Рецепт Poached Escalope Of Salmon With Red Wine Beurre Blanc
by Global Cookbook

Poached Escalope Of Salmon With Red Wine Beurre Blanc
Рейтинг: 0/5
Avg. 0/5 0 голосов
 
  Порций: 4

Ингредиенты

  • 500 ml Vegetable stock, (18fl ounce)
  •     A few fresh basil leaves
  •     A few coriander seeds
  •     A few white pepper corns
  • 2 x Star anise
  • 2 x Shallots
  • 1 x Lemon
  •     Salt and freshly grnd black pepper
  • 1/2 bot red wine
  • 400 ml Chicken stock, (18fl ounce)
  • 50 gm Unsalted butter, (2 ounce)
  • 2 tsp Double cream
  • 1 x Thyme sprig
  • 1 x Bay leaf
  •     Salt and freshly grnd black pepper
  • 4 x 200 g, (7 ounce) salmon escalopes (skinned and trimmed)

Инструкции

  1. Lighly crush the pepper corns and corinader seeds and put into a pan with the stock, basil, star anise and minced shallots. Bring to the boil.
  2. Season the salmon escalpoes on both sides and put into the simmering stock.
  3. Bring the stock back up to a simmer and take off the direct heat.
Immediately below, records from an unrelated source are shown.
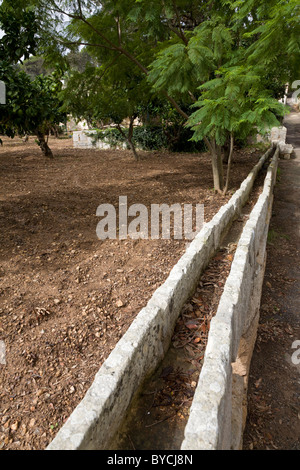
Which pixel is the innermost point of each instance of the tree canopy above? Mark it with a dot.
(222, 65)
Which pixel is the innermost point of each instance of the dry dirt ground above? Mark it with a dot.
(274, 386)
(67, 297)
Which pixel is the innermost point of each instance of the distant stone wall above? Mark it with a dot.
(86, 140)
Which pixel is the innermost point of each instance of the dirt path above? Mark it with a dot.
(273, 420)
(67, 297)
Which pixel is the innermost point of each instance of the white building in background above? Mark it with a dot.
(72, 125)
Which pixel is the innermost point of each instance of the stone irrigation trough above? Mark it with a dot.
(96, 419)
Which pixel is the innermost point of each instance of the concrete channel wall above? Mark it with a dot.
(216, 418)
(96, 419)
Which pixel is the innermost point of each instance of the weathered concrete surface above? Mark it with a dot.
(215, 421)
(96, 419)
(85, 139)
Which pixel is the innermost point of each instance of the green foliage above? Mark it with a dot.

Leave the pan on the side and allow to just simmer for 4-5 min or possibly till the salmon is cooked.
  4. Red Wine Beurre Blanc:Put all the ingredients except the butter and cream into a pan and simmer to reduce by two thirds, or possibly till the sauce has thickened slightly. Strain through a fine sieve or possibly muslin cloth. The sauce can now be set aside till you need it.
  5. Reheat the sauce in a saucepan and add in the butter little by little, whisking constantly, till the sauce is slightly thickened and glossy.
  6. Season to taste and put in the cream.
  7. Serve the poached salmon with sauteed new potatoes and the sauce spooned around.